20 KiB
Pitfalls Research
Domain: Rust eBPF network monitoring CLI (tcptop) Researched: 2026-03-21 Confidence: HIGH (well-documented domain with many real-world projects to learn from)
Critical Pitfalls
Pitfall 1: macOS Has No eBPF -- Platform Abstraction Must Be Day-One Architecture
What goes wrong: Developers start building the eBPF data collection layer for Linux, get it working, then discover macOS support requires a completely different backend (DTrace, nstat, Network Extension Framework, or libpcap). The resulting code is tightly coupled to eBPF concepts, and retrofitting a platform abstraction layer requires rewriting most of the data pipeline.
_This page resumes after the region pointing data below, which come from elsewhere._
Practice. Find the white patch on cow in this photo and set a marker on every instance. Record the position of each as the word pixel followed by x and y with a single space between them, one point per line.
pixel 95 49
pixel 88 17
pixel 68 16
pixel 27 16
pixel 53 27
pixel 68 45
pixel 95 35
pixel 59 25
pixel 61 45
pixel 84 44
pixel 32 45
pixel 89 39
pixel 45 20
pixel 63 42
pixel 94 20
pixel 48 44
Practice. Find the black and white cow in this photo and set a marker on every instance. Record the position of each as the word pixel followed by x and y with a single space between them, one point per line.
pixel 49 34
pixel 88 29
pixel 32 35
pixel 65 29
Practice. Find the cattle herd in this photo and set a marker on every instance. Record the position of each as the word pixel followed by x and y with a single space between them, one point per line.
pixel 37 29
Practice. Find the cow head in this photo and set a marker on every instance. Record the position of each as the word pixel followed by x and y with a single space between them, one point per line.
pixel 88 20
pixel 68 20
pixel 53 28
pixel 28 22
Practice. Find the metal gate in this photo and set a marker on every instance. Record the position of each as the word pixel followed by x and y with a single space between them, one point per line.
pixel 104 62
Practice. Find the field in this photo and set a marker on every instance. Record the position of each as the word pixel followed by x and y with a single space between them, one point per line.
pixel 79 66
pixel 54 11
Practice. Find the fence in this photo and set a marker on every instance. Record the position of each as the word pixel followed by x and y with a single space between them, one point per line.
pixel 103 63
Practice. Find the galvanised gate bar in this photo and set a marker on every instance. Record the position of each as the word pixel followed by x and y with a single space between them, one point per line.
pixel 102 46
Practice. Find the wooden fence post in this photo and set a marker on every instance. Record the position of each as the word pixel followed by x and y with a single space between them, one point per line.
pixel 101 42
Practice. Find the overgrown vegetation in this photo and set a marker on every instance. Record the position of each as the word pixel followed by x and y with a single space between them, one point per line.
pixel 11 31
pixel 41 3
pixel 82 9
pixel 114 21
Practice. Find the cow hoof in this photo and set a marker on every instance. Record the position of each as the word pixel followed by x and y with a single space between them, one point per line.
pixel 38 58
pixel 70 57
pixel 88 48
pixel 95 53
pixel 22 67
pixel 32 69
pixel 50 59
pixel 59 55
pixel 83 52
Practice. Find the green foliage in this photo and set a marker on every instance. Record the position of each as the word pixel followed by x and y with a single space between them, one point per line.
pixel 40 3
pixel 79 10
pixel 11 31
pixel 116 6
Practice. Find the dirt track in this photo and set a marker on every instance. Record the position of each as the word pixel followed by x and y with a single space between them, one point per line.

Why it happens: eBPF is Linux-only. macOS uses DTrace for kernel tracing, but DTrace is severely limited by System Integrity Protection (SIP) -- even with sudo, SIP prevents tracing system binaries and most kernel probes. Apple's Network Extension framework requires Objective-C/Swift and entitlements. There is no clean equivalent to Linux eBPF on macOS.
How to avoid:
Define a DataSource trait from the very first line of code. The trait returns platform-agnostic connection records (source/dest IP, port, bytes, packets, state, PID). Linux implements it with eBPF via Aya. macOS implements it with a fallback: likely nettop/nstat parsing, libpcap, or lsof+netstat polling. Accept that macOS will have lower fidelity data -- this is a known tradeoff. Do NOT attempt to build a DTrace backend that requires users to disable SIP.
Warning signs:
- eBPF-specific types (map handles, program file descriptors) leaking into core data structures
- No
cfg(target_os)gates in the first prototype - "We'll add macOS later" appearing in planning discussions
Phase to address: Phase 1 (Architecture/Foundation). The trait boundary must exist before any eBPF code is written.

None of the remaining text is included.